1. Thoughts from the Zeitgeist

A Community of Community Builders – Part 2

It’s not only what’s new — it’s the nuance.

As I posted previously, community building is a worthy calling — one I discovered in my days at Seybold Seminars. My next lesson in community building involved understanding how nuanced the language of an esoteric community can be. And by “language,” I mean all the ways you can invite and even provoke engagement. It’s everything you do to make your discrete audience part of a personalized community-building event. And there’s no faking it — If you don’t get it right, you’ll alienate them forever.

This may seem like SOP today, but this was back in the ‘90s and the challenge we embraced was earning mindshare with the wild west of software developers at Java ONE. No one had tried to attract them to an event and for good reason. They were notoriously independent – each preferring their own programming language, their own way of working, and their own sleep patterns.

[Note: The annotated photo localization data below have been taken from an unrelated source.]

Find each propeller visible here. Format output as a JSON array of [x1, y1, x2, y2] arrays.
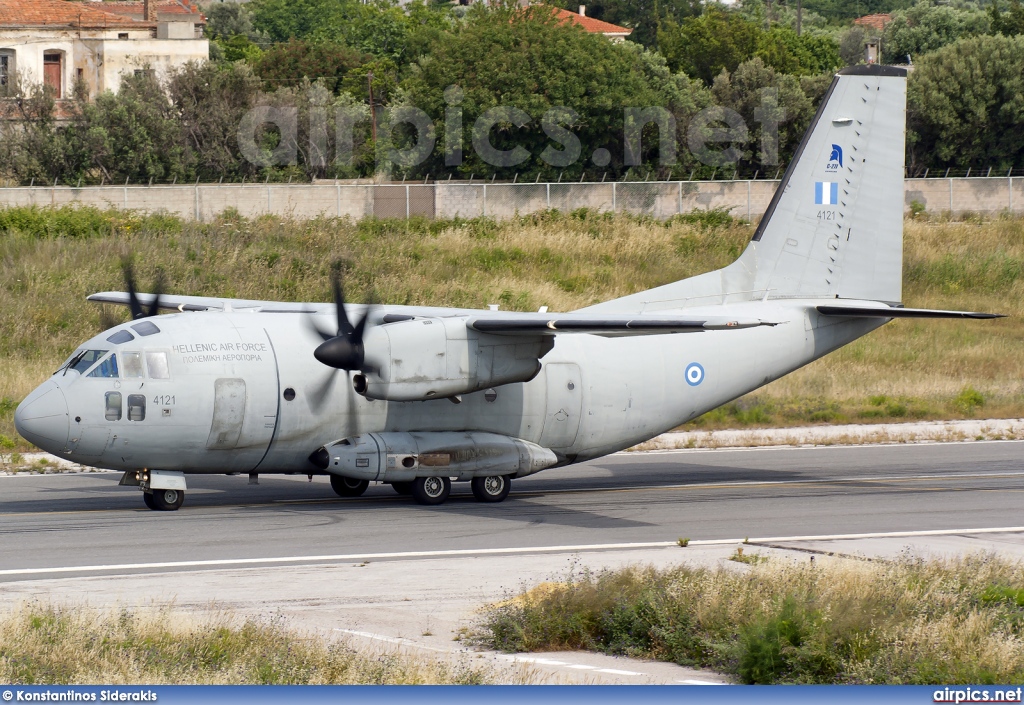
[[122, 260, 164, 319], [309, 266, 377, 373]]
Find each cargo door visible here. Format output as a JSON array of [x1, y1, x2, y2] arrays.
[[539, 362, 582, 449]]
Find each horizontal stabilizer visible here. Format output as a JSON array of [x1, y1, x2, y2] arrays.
[[817, 305, 1004, 319], [468, 314, 780, 336]]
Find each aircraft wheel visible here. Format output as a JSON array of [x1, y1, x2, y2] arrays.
[[391, 481, 413, 496], [151, 488, 184, 511], [471, 475, 511, 503], [142, 492, 156, 510], [330, 475, 369, 497], [412, 476, 450, 506]]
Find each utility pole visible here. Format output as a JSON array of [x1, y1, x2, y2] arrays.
[[367, 70, 377, 145], [797, 0, 802, 35]]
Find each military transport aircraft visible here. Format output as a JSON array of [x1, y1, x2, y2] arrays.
[[14, 65, 1001, 510]]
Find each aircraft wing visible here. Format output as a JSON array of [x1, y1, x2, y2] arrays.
[[464, 313, 781, 336], [87, 291, 321, 313], [816, 305, 1004, 319]]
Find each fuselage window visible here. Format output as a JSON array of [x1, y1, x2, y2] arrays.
[[105, 392, 123, 421], [87, 354, 119, 378], [69, 350, 107, 375], [146, 351, 170, 379], [127, 394, 146, 421], [132, 321, 160, 336], [122, 351, 144, 378], [106, 330, 135, 344]]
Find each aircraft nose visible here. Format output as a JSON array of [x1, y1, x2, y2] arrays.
[[14, 381, 70, 452]]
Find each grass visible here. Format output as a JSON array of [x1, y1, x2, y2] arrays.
[[2, 205, 1024, 449], [476, 554, 1024, 684], [0, 604, 496, 684]]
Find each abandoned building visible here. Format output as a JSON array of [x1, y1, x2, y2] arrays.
[[0, 0, 208, 99]]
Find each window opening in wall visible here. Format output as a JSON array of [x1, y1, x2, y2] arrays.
[[0, 53, 12, 87]]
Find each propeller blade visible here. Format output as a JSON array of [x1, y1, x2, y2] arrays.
[[331, 266, 355, 340], [122, 261, 144, 320], [146, 269, 166, 318]]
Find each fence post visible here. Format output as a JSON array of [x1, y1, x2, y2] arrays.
[[747, 179, 751, 221], [483, 183, 487, 217], [337, 183, 342, 218], [406, 184, 410, 219], [1010, 176, 1014, 213], [678, 181, 682, 215], [612, 182, 616, 212], [949, 178, 953, 213], [267, 184, 272, 214], [194, 183, 200, 221], [546, 182, 551, 209]]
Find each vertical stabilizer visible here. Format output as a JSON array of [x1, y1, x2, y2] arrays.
[[581, 64, 907, 314]]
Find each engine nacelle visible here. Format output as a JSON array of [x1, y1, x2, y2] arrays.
[[358, 317, 550, 401], [315, 431, 558, 482]]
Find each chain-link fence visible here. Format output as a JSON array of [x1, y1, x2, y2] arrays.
[[0, 177, 1020, 221]]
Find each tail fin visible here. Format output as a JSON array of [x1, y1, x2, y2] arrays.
[[583, 65, 908, 314]]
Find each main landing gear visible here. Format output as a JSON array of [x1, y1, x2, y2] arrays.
[[144, 488, 185, 511], [330, 475, 369, 497], [388, 475, 513, 505]]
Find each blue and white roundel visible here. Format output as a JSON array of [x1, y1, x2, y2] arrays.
[[685, 362, 705, 387]]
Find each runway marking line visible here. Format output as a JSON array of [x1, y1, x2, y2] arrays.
[[2, 526, 1024, 577], [3, 470, 1023, 518]]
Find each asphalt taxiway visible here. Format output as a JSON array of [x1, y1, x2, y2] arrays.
[[2, 440, 1022, 684]]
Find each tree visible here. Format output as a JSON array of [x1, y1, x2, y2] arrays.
[[838, 24, 870, 66], [401, 2, 680, 179], [711, 58, 816, 174], [755, 26, 841, 76], [907, 34, 1024, 170], [659, 8, 760, 84], [991, 0, 1024, 36], [205, 3, 258, 40], [255, 39, 369, 94], [882, 4, 990, 64]]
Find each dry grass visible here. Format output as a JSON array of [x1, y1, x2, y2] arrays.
[[1, 206, 1023, 448], [477, 554, 1024, 684], [0, 603, 497, 684]]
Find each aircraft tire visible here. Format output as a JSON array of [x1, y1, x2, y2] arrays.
[[330, 475, 369, 497], [142, 492, 156, 510], [412, 476, 450, 506], [471, 475, 511, 503], [151, 488, 184, 511], [391, 481, 414, 496]]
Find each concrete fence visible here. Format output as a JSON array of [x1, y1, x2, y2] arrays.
[[0, 177, 1020, 222]]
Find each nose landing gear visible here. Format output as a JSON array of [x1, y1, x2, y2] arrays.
[[145, 488, 185, 511]]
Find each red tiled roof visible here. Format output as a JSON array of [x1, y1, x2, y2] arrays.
[[854, 13, 892, 31], [100, 1, 203, 19], [0, 0, 152, 29], [546, 6, 632, 35]]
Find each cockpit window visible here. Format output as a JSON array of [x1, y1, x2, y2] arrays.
[[106, 330, 135, 344], [132, 321, 160, 336], [146, 351, 170, 379], [122, 351, 144, 378], [87, 354, 119, 378], [68, 350, 107, 375]]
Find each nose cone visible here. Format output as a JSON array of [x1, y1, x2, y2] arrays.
[[14, 381, 70, 452]]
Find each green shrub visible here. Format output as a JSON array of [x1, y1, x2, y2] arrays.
[[954, 386, 985, 415]]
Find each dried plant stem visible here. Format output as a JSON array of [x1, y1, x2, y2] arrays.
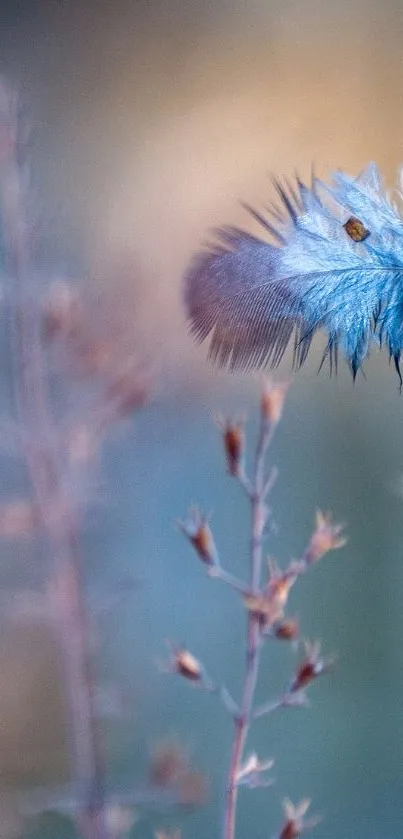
[[223, 417, 274, 839], [0, 99, 110, 839], [180, 386, 344, 839]]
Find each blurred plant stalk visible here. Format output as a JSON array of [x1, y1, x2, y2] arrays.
[[0, 77, 138, 839]]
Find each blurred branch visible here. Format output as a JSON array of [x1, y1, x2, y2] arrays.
[[0, 76, 151, 839]]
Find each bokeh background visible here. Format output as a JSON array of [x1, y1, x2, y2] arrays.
[[1, 1, 403, 837]]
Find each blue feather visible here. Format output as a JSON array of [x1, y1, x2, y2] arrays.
[[184, 163, 403, 381]]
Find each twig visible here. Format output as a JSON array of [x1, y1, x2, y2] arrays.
[[223, 408, 276, 839], [178, 382, 345, 839], [254, 692, 309, 720], [208, 566, 250, 595]]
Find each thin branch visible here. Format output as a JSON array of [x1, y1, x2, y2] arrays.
[[254, 692, 309, 720], [217, 685, 240, 717], [253, 698, 284, 719], [223, 410, 276, 839], [208, 566, 250, 596], [262, 465, 279, 500], [235, 467, 254, 499]]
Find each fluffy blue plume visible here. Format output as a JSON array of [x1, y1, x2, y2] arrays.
[[184, 163, 403, 381]]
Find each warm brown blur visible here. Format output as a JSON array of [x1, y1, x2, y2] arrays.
[[4, 0, 402, 386]]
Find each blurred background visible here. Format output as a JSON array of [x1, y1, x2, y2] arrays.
[[1, 1, 403, 837]]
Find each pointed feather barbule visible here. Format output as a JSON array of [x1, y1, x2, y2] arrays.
[[184, 163, 403, 380]]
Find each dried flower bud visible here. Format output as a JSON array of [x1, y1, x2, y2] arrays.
[[289, 641, 332, 693], [244, 562, 297, 628], [178, 508, 218, 567], [218, 419, 245, 476], [278, 798, 319, 839], [175, 649, 202, 681], [164, 643, 203, 682], [149, 740, 206, 807], [278, 798, 321, 839], [0, 500, 38, 538], [243, 592, 282, 628], [235, 753, 274, 788], [265, 572, 296, 613], [272, 617, 299, 641], [266, 560, 296, 612], [305, 511, 346, 564], [260, 382, 289, 425], [149, 741, 187, 787]]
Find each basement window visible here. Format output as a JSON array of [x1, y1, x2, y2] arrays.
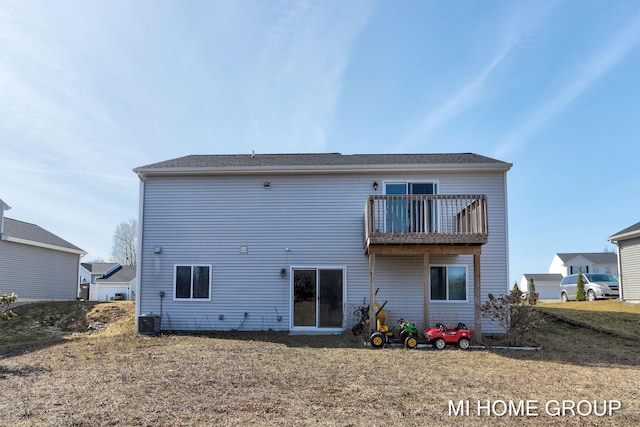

All the research said that programmers held a deep distrust of marketing. They would only listen to messaging that felt authentic.  Authentic, for their purposes, came to mean activities programmers preferred when left to their own devices. So, every aspect of the show was created using that filter.

We started offering content at 8:30 a.m. but designed it with plenty of flexibility and alternative activities. And we engaged the entire San Francisco community in making it happen. With Java After Dark, we offered a huge, curated experience that extended after hours and throughout San Francisco to create a sort of a programmer heaven, scheduled to run straight through to 1:00 a.m., because that’s how programmers rolled. There was a music room, filled with garage band instruments.  There were bean bag chairs and foosball tables. We  hosted trivia sessions with Ben Stein, played for cash prizes. They could play hockey at the local arena. They had access to playrooms packed with Legos and Erector Sets. And sugary snacks were found everywhere — Mountain Dew, candy bars, munchies. It worked because as organizers we designed a fun, safe place for the nascent tribe of developers to play, network, and learn Java along the way.

Today Oracle, continues to host a Java community that is millions of members strong — a community we helped connect all those years ago. The takeaway? It’s not enough to have content that you know is relevant. It has to be served in such a tasty way — tasty to your audience — that they will eagerly devour it and ask for more.